È certo possibile che il potere d’acquisto delle retribuzioni degli italiani si sia ridotto nella misura allarmante denunciata recentemente sulle pagine del Corriere della Sera.

Non è però ammissibile che, in Italia, per conoscere l’andamento dei salari reali ci si debba basare su banche dati non rappresentative della popolazione di riferimento, raccolte a scopo di lucro senza criteri scientifici, e comunque inaccessibili a chi fa ricerca, precludendo così quelle verifiche di attendibilità e replicabilità che la comunità scientifica internazionale considera normalmente necessarie in questi casi.
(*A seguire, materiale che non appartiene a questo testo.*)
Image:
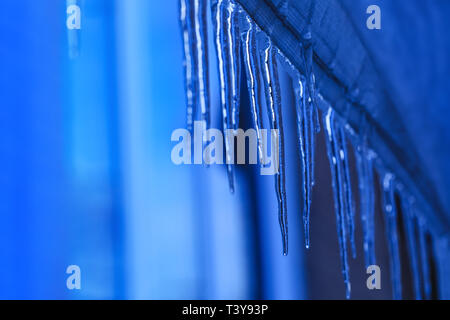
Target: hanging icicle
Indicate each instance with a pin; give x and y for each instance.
(251, 61)
(413, 248)
(347, 187)
(201, 59)
(334, 148)
(304, 147)
(187, 28)
(364, 165)
(236, 34)
(390, 212)
(426, 278)
(273, 101)
(227, 41)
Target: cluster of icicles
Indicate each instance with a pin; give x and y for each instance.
(235, 33)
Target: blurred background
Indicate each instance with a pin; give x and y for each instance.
(87, 177)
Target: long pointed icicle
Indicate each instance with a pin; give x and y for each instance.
(273, 101)
(226, 41)
(303, 123)
(347, 187)
(251, 61)
(336, 175)
(234, 33)
(201, 59)
(364, 167)
(426, 278)
(187, 27)
(410, 219)
(390, 212)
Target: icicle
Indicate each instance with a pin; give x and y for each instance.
(310, 91)
(390, 212)
(303, 133)
(347, 187)
(73, 27)
(333, 149)
(308, 126)
(251, 61)
(273, 101)
(234, 34)
(364, 165)
(426, 278)
(201, 60)
(409, 219)
(224, 15)
(186, 14)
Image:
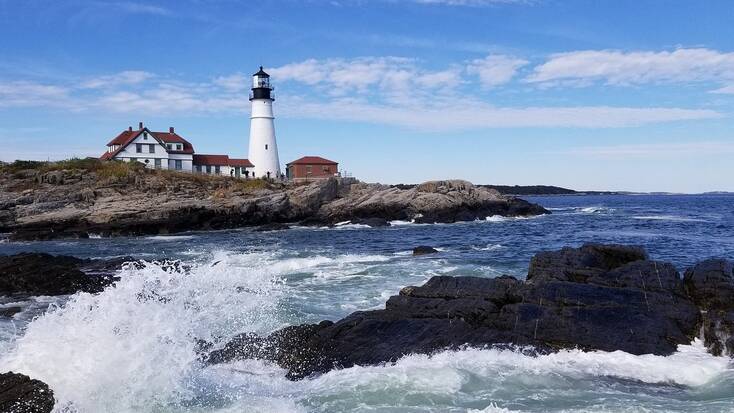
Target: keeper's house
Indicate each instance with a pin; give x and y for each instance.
(168, 150)
(311, 167)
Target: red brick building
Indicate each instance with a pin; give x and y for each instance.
(311, 167)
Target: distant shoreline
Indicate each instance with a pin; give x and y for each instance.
(549, 190)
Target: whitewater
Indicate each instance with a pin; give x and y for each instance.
(133, 347)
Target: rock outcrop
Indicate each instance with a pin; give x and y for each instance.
(73, 203)
(597, 297)
(711, 286)
(43, 274)
(424, 250)
(21, 394)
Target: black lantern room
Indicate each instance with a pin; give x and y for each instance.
(261, 88)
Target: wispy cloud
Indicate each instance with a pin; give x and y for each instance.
(26, 93)
(137, 8)
(615, 67)
(474, 3)
(658, 150)
(495, 70)
(387, 90)
(478, 115)
(127, 77)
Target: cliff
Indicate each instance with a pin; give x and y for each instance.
(78, 198)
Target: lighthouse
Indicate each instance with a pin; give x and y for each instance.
(263, 148)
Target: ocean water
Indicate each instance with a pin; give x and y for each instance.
(132, 347)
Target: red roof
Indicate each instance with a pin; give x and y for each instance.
(216, 160)
(127, 136)
(172, 137)
(313, 160)
(240, 162)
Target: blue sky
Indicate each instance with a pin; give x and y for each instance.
(617, 95)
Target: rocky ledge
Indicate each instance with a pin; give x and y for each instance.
(21, 394)
(75, 203)
(597, 297)
(30, 274)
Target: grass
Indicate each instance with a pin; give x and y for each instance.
(119, 170)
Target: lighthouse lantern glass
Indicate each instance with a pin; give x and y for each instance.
(260, 81)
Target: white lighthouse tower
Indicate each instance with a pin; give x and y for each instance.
(263, 148)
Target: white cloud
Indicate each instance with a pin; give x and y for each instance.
(138, 8)
(495, 70)
(478, 115)
(235, 83)
(629, 68)
(25, 93)
(387, 90)
(127, 77)
(344, 75)
(657, 150)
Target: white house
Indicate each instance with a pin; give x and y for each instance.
(168, 150)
Com’è costruito il Rapporto

Per quanto è possibile capire da www.corriere.it/rapporto, il quarto Rapporto sulle retribuzioni in Italia è basato su profili retributivi forniti da lavoratori italiani che si connettono con il sito <http://www.quantomipagano.com/main.htm >per controllare se la loro retribuzione è in linea con il mercato o per mettere in rete il proprio curriculum vitae.

È ragionevole ipotizzare che i lavoratori soddisfatti della loro retribuzione siano quelli meno interessati a questo servizio in rete. Oppure, che i lavoratori con maggiori responsabilità e impegni nel loro lavoro e quindi con salari maggiori, ma anche minor tempo per navigare in rete, non entrino nella banca dati. La banca dati potrebbe quindi sovra-rappresentare, rispetto alla popolazione italiana, le retribuzioni inferiori.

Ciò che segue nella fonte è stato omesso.